Having said that the zarr v3 writer was just an experiment based on Joe's proposed json chunk manifest format in zarr-developers/zarr-specs#287. I think icechunk completely supercedes this existing virtualize.to_zarr writer.

No-one should be using that code right now because there is no way to read data via references that were written that way (see https://virtualizarr.readthedocs.io/en/latest/usage.html#writing-as-zarr), so there are no real backwards-compatibility concerns. (Technically someone like Raphael might be using this as a serialization format for virtual references, but we shouldn't worry about that.)

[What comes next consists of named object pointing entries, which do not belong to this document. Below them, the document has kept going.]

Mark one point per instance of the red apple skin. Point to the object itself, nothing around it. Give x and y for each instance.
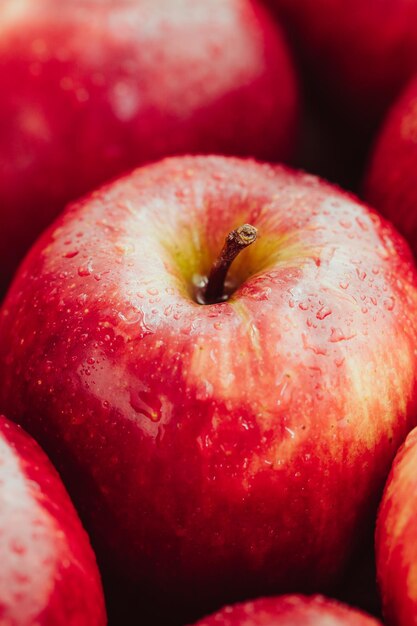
(396, 538)
(224, 451)
(90, 90)
(48, 574)
(390, 182)
(290, 610)
(360, 52)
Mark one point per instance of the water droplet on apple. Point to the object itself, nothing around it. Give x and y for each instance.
(361, 274)
(86, 270)
(307, 345)
(337, 335)
(345, 223)
(389, 303)
(323, 313)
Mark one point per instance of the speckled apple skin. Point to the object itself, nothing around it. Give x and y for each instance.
(289, 611)
(361, 52)
(48, 573)
(390, 183)
(222, 451)
(396, 538)
(91, 89)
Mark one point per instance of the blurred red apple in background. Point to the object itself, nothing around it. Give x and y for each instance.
(90, 89)
(396, 538)
(390, 185)
(48, 573)
(289, 611)
(360, 52)
(226, 450)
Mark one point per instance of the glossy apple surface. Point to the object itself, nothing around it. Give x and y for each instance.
(90, 89)
(289, 611)
(360, 52)
(226, 450)
(390, 183)
(396, 538)
(48, 573)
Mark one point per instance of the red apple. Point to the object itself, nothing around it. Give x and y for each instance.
(390, 184)
(48, 574)
(396, 538)
(90, 89)
(360, 52)
(230, 449)
(289, 611)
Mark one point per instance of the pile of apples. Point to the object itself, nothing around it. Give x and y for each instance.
(214, 347)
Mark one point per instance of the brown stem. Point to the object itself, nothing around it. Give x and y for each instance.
(235, 241)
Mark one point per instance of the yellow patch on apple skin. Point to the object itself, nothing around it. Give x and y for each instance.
(12, 12)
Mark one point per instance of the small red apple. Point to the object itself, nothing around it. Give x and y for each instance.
(361, 52)
(89, 89)
(390, 184)
(290, 611)
(48, 573)
(396, 538)
(227, 449)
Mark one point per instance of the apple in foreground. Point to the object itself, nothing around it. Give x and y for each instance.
(290, 611)
(390, 183)
(48, 573)
(396, 538)
(361, 52)
(221, 437)
(91, 89)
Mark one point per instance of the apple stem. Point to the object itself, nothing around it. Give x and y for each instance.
(235, 242)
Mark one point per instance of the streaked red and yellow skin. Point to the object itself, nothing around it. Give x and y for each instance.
(91, 89)
(217, 451)
(390, 182)
(48, 573)
(361, 52)
(396, 538)
(290, 611)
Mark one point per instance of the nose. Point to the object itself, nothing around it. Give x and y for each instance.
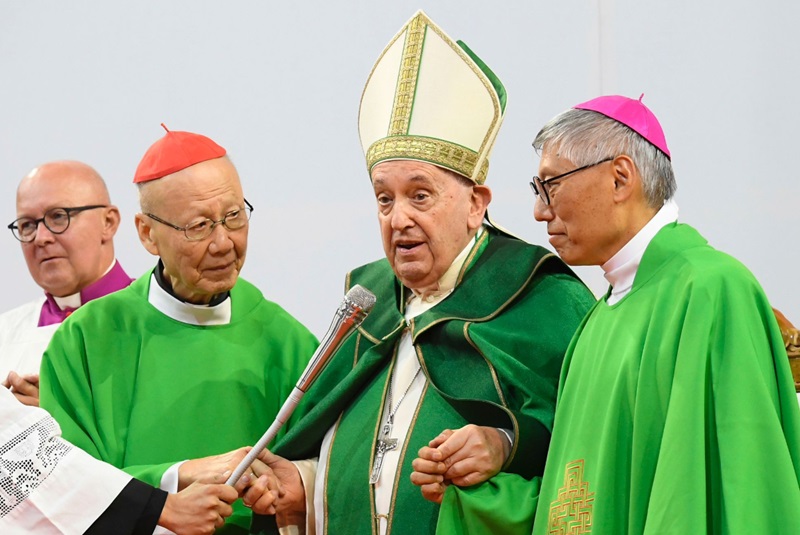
(43, 234)
(542, 211)
(401, 216)
(221, 241)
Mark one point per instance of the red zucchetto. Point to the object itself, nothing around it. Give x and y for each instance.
(173, 152)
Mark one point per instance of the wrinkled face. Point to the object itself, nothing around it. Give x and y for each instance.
(197, 270)
(427, 216)
(580, 217)
(64, 264)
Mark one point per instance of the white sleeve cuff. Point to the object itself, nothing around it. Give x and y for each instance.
(169, 481)
(308, 474)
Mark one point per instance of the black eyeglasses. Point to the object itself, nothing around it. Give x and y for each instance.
(203, 229)
(541, 189)
(55, 219)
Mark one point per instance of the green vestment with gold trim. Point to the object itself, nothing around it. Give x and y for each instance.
(676, 410)
(142, 391)
(491, 352)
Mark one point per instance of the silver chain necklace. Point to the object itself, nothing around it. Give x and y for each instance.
(385, 443)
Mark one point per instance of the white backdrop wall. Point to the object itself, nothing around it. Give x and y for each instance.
(278, 84)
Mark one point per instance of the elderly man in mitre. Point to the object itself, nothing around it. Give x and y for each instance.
(458, 341)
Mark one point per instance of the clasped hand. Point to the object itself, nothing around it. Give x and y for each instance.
(463, 457)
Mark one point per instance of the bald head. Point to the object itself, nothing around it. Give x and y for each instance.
(68, 173)
(65, 263)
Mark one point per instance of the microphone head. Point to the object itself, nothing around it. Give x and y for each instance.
(361, 297)
(357, 303)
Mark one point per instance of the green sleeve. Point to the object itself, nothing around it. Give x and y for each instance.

So for the API going forward, we could just remove .virtualize.to_zarr in favour of a public .virtualize.to_icechunk API. Or we could repurpose .to_zarr to use dataset_to_icechunk internally. I prefer the latter, for the following reason:

How much should be shared

I think therefore the real question here is how much should be shared between ds.virtualizarr.to_zarr and xarray's ds.to_zarr? For a dataset containing only "loadable variables" being written to an icechunk store, these are exactly the same thing. It's only for virtual variables that they are different. See also earth-mover/icechunk#104 (comment)

mpiannucci · 2024-10-02T18:46:26Z

Great answer, thanks thats super helpful to read.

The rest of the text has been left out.